川岸の不思議な遺構

 現在、今市の大谷川流域では川岸の樹木の伐採が行われている。これは主に河川の流れを阻害する土砂や樹木を取り除くことが目的である。
 大谷橋の上から見ても並木大橋の上から見ても水郷橋の上から見ても、川岸はきれいさっぱり樹木が伐採され、長年見てきた景色は一変し、「川床はこんなふうになっていたのか」と興味深い。

大谷川の川岸
ちょっと前まで樹木が密集していた大谷川の川岸

 さて先日、並木大橋のあたりをランニングしていた時、川岸に不思議な建造物(?)を発見した。それが以下である。

大谷川の川岸
大谷川の川岸

 亀の甲羅のような形に人為的に石が積まれたこの不思議なものが、堤防下の川岸に複数個見られる。これは樹木が伐採された今しか見られないものである。これはいったい何なのだろうか。
 ひょっとするとこれは古代人が住んでいた住居跡なのではないか。いや、そんな訳はない。


水制 

 この工事を主管している砂防事務所に尋ねたところ、これはおそらくは「水制」を作った名残りではないかということだった。

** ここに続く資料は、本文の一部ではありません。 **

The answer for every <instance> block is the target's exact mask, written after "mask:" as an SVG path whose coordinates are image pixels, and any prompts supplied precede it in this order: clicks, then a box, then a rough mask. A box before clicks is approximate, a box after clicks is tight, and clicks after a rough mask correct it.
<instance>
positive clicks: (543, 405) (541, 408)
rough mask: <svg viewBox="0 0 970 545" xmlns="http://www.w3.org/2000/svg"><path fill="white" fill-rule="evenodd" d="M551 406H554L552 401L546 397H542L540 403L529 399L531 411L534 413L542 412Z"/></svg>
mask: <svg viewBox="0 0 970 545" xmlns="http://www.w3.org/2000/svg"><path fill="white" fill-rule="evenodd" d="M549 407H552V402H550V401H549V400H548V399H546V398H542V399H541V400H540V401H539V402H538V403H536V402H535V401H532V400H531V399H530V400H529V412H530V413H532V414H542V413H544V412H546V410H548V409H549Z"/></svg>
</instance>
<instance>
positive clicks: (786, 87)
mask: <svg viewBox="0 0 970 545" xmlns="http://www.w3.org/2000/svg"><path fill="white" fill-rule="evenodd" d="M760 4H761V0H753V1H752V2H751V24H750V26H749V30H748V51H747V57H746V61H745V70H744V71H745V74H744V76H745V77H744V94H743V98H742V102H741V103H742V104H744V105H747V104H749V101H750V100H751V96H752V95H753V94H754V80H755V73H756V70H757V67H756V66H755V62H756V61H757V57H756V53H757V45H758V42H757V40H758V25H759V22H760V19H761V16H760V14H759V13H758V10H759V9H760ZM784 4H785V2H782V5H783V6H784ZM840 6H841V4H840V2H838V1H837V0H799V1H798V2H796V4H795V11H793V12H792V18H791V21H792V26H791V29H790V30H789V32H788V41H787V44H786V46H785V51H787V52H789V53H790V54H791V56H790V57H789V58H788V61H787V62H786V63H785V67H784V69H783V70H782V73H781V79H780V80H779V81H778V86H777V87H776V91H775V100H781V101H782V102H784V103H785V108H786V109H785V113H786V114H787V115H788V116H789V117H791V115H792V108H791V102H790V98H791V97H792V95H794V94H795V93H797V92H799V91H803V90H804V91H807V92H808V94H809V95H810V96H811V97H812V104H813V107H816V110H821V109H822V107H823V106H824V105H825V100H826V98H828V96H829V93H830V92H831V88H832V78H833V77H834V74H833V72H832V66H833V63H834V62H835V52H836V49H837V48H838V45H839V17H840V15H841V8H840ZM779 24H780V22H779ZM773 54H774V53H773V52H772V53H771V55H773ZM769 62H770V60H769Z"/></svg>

 水制とは岸から河川に向かって伸びているのが特徴で、目的や形状は幾つかあるが、これを設置することで水の主流が岸に当たることを防ぎ、河岸を守る効果がある。

 もう一つの役割としては、水制の周囲には速い流れや緩やかな流れなどの緩急ができ、魚や水中昆虫などにとって暮らしやすく、増水時には避難できる場所にもなる。


 この岩の人工物を見たときには「はるか昔の何かの遺構だったりして」と思ったのだが、これはおそらく昭和50年(1975)前後にこの大谷川の川床の大改修があった際に作られたか、もしくは当時既に設置されていたものを残しておいたのではないか、ということであった。
 なるほど、近くの床固とこがためには以下の写真のような銘板があった。

大谷川堤防の銘板

 ちなみにこの「水制」と大谷川の本流まではおよそ80mくらいの距離がある。どうせ作るならもっと近くに作ればいいのにとも思えるだろう。
 この「水制」から想像できることは、昔はこのあたりまで水が来ることを想定していた、もしくは、この場所を川が流れることは珍しいことではなかった、ということである。でなければ、本流からこんなに離れたところにわざわざ石を積む理由はない。

 昔から大谷川は何度も氾濫を繰り返して沿岸住民に大きな被害をもたらしてきた。大谷川は増水の度に流れを変え、そのため灌漑用水の取水も容易ではなかったと伝わる。今でも字名や通称で、昔は水害に悩まされたのだろうと推察できる地名も残っている。

 春になり、またこの周辺が草木に埋もれてしまう前に、一度川辺を散策されてみてはいかがでしょうか。